Migrant domestic workers in Lebanon organize for economic justice

March 12, 2017

BY Anonymous

“[Lebanese employers] categorize us as the lowest of the low in terms of

social class. “Domestic worker” becomes our class, and it is as if

we cannot go beyond a certain social standard” – Julia

On January 28, 2017, the Lebanese General Security deported Roja Limbu, a Nepalese migrant domestic worker, activist, and unionist. Only a month and a half before Roja’s deportation, her colleague, Sujana Rana, had experienced the same predicament. Despite having legal papers, both migrant domestic workers had been arbitrarily arrested from their employers’ homes in late November and detained in an old parking under a bridge turned into an immigrant detention facility in part of Beirut called, Adlieh.

The Kafala or “sponsorship” system ties migrant domestic workers to their employers, limits their freedom of mobility and access to justice, and denies them their bodily autonomy and integrity. Lebanese authorities have ferociously thwarted migrant domestic workers who have been organizing and mobilizing their community against this system. In addition to the authorities’ imminent threats of detention and deportation, the Lebanese Ministry of Labor rejected the legitimacy of the migrant domestic workers’ trade union, formed in 2015.

The complicity of the Lebanese authorities with “maid” agencies and trafficking of migrant domestic workers make domestic and care work a profitable industry that feeds into the capitalist interests of the Lebanese state.

“Care is […] extracted from the sending nation to the receiving nation at a great loss for the former” (Shahvisi 11). In their current format, care economies are intrinsically woven in the fabric of capitalism. They capitalize on global economic injustice and inequalities. Many women who migrate to countries such as Lebanon to engage in domestic work find themselves stuck in a lifetime of servitude; they provide care for other women’s children, a care that their own children lack back at home.

With “domestic worker” becoming a class of its own, migrant domestic workers are either hypersexualized in the public sphere, in some instances, by their employers who perceive them as sexual objects, or at other times, stripped of their sexuality altogether when sex and intimacy are a matter of agency. The Ministry of Justice issued a decree urging employers to ensure that the migrant domestic workers they employ do not engage in any type of amorous or sexual relationship.

The commodification of care economies is “facilitated by carefully maintained racism” towards migrant domestic workers (Shahvisi 11). Xenophobia and racism are at the heart of class and labor injustices. Global and local economic orders are not the only forces with which migrant domestic workers have to contend with.

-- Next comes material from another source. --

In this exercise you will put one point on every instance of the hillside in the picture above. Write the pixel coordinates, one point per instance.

Despite their longstanding activism and history of community mobilizing, migrant domestic workers are always treated as inferior to their Lebanese counterparts, even in more radical or activist circles. Human rights organizations often appropriate their struggles and treat them as subjects of research or as a means of attracting funding. They are seldom perceived as allies, specifically because of the precariousness of their economic and legal situation.

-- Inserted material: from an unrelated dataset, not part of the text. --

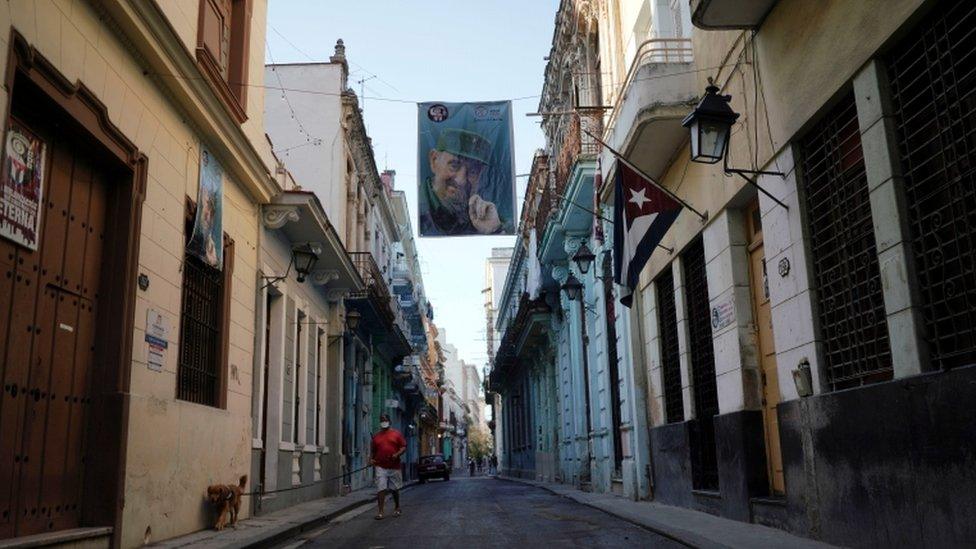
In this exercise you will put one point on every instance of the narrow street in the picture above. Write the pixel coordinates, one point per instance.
(482, 512)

Recognizing Lebanese institutions and entities, whether feminist or not, as the “white” counterpart to migrant domestic workers is a first step towards social justice for migrant domestic workers, and a big leap towards decolonizing care economies. Another step would be to revisit feminist solidarity, acknowledging our positionality as allies, and to support migrant domestic workers’ activism from the margins, rather than from the frontlines.